Canonical Block Ciphers

Stream ciphers worked by generating pseudo-random bits and XORing them with your message. Block ciphers will take in a message of a fixed-length, your private key, and they produce a ciphertext of that length. The guts of block ciphers often do a lot of similar mechanics, and we'll look just a little bit at how they are built. BUT for this course I want to show you how to use the block ciphers of the real world.

Quick Example

The classic Block Ciphers that we will use are AES, and Triple DES. DES is fine but the world out-paced it so it's an example. I just want to show you how to get cranking with using PyCrypto the baked-in encryption library in Python.

My key was '87654321' and my message was 'andyrulz', the ciphertext was also 8 bytes long.

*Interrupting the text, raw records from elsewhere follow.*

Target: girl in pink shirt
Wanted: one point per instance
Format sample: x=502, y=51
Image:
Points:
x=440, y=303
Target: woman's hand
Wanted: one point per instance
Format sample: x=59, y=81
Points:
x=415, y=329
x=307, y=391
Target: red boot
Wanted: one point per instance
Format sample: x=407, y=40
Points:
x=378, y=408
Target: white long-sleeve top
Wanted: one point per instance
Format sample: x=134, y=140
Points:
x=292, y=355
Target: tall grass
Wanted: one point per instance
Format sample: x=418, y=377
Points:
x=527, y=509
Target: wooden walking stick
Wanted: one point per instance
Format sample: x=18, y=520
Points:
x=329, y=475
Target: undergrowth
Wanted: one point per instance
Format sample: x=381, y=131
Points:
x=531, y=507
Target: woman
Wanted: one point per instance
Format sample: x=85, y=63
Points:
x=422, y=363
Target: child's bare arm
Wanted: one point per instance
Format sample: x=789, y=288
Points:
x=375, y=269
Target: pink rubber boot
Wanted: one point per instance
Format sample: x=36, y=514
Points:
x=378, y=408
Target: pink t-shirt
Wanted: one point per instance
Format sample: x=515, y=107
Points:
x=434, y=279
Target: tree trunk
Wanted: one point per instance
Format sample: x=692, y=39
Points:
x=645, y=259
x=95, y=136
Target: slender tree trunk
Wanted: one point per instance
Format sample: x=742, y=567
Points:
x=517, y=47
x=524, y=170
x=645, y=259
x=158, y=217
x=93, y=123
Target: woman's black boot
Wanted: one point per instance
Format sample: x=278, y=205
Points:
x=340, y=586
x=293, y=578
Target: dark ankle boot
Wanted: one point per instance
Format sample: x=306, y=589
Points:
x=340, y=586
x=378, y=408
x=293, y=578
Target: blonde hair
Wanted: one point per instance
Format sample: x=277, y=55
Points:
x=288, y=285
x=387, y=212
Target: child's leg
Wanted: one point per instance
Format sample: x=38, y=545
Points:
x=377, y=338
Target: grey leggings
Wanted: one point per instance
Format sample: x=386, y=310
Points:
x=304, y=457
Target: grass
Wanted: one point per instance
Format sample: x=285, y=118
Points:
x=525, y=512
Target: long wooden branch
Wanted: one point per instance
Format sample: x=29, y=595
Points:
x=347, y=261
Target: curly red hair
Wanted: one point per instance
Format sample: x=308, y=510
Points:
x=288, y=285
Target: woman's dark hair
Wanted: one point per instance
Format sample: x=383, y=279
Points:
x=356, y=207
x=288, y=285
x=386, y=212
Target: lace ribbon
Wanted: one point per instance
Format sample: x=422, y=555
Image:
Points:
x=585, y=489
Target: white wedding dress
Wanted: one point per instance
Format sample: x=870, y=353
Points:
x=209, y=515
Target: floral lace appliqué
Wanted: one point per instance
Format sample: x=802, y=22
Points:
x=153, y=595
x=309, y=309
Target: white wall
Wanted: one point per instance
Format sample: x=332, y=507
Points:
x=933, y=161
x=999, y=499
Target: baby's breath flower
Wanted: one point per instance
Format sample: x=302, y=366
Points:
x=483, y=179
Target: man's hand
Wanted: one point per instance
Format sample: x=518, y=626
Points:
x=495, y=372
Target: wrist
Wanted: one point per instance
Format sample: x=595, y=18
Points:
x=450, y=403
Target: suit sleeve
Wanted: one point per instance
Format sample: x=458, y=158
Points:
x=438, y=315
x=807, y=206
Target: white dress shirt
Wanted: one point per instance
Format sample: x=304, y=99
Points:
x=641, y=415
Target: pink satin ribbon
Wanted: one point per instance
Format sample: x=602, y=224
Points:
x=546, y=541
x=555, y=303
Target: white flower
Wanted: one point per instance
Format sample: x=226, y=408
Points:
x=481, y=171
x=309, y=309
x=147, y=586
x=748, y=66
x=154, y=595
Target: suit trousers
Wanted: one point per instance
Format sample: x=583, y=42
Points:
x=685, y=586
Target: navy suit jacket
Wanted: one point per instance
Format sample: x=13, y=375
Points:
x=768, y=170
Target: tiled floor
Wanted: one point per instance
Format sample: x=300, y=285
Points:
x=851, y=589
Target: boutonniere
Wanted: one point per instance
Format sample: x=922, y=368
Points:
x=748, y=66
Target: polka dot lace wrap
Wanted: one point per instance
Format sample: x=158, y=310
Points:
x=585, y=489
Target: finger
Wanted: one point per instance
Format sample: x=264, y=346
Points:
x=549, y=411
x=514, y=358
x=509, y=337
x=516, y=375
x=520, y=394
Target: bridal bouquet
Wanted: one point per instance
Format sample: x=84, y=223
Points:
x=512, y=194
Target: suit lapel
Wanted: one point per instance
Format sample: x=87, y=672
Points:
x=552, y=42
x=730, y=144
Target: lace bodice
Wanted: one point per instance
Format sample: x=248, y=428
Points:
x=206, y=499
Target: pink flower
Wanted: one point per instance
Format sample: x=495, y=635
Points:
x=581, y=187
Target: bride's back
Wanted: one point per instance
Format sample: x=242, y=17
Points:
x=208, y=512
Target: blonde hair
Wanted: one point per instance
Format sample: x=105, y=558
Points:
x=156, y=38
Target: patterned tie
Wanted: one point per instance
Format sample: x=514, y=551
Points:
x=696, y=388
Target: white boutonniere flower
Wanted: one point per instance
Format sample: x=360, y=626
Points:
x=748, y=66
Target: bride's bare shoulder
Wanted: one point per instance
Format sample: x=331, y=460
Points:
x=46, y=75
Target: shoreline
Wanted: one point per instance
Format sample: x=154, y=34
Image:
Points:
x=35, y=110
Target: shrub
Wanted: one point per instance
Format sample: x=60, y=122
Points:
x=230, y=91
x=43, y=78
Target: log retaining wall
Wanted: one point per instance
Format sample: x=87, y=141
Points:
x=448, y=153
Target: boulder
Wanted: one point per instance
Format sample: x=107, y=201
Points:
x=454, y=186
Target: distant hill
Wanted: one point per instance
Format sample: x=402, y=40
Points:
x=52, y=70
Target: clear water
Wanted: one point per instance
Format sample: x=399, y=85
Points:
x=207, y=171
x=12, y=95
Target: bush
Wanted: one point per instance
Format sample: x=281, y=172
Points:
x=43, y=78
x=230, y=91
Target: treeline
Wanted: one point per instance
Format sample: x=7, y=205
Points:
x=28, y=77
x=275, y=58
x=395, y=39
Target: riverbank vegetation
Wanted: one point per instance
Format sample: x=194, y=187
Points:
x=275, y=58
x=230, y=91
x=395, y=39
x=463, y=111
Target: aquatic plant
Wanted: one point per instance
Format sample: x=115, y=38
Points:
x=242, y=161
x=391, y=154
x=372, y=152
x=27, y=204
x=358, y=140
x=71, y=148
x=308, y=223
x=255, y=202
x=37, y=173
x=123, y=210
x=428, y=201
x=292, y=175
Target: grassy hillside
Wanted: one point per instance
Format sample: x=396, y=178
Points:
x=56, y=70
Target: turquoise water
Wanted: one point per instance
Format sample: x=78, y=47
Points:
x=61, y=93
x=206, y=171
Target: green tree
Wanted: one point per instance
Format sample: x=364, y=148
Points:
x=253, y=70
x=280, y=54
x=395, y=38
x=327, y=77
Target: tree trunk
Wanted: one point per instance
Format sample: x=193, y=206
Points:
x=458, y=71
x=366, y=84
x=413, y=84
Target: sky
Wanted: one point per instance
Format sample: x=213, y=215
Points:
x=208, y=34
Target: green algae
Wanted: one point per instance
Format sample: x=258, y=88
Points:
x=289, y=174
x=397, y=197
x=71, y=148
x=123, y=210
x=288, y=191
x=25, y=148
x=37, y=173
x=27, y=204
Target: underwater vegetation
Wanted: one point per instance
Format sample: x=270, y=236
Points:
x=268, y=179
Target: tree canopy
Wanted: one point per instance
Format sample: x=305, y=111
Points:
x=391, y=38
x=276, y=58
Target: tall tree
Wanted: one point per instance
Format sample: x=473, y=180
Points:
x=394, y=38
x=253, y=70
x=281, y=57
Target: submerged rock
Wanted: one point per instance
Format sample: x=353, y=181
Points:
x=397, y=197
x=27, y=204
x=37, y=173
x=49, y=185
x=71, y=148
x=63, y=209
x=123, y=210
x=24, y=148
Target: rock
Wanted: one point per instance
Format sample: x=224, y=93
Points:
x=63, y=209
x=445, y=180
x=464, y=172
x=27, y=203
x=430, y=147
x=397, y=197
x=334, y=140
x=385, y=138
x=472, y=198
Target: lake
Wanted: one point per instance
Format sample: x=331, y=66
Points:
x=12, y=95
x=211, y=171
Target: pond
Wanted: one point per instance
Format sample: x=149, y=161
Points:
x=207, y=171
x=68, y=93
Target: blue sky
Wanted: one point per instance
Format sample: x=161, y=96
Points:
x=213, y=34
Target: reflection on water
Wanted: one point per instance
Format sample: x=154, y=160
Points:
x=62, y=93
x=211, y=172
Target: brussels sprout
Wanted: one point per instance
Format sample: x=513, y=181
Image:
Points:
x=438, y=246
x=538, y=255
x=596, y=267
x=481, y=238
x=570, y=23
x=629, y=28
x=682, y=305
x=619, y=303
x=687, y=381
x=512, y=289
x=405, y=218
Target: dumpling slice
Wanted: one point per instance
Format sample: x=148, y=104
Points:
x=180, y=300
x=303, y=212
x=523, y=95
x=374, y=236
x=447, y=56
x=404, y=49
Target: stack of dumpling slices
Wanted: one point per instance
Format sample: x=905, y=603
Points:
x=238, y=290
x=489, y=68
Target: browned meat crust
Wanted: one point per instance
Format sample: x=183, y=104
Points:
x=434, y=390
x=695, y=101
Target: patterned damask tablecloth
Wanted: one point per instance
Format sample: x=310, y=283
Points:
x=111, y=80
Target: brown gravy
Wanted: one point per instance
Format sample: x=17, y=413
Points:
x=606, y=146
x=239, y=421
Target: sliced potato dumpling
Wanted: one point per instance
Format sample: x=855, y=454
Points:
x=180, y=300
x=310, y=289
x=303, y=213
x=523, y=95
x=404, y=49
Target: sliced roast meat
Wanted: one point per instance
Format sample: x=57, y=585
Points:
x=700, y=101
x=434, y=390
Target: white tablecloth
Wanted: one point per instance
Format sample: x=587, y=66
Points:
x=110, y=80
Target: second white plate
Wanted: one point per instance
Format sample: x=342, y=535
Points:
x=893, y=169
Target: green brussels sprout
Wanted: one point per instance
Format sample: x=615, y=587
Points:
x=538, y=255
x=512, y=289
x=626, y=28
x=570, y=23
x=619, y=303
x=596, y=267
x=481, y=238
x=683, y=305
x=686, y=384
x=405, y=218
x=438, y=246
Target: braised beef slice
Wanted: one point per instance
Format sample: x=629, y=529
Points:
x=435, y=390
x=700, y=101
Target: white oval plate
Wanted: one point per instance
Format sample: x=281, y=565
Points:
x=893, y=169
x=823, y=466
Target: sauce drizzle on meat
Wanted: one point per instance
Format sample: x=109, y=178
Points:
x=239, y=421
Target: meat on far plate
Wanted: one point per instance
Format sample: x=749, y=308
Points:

If you're following along in the command-line (you should be) you'll note that DES.key_size and DES.block_size are both 8. This out-dated scheme takes in 64-bit keys and 64-bits of message and encrypts them into 64-bit ciphertexts.

Another interesting thing to note is that I had to add DES.MODE_ECB into the code to make it work. Let me explain that in the next chunk of notes, but ignore it while you practice.

DES decrypt: Using the key "smnsdddy" I created the cipher text "7a689d7aa98bd217" (that is the hex digest of my message, it is only 8-bytes not 16). Find the message. 'testnote'

Separating Blocks from Modes

OK, so a few notes on using Block Ciphers. One, they only encrypt a fixed number of bytes at a time, 32 or 8 or 24 or whatever that is. So if your message is more than one block-length you'll have to decide how to deal with that.

Block Ciphers are what we might call a cryptographic primitive. A small, well-studied, tool that we put to work in a larger context. In this case the strategy for tackling larger and larger messages is called the Block Cipher MODE.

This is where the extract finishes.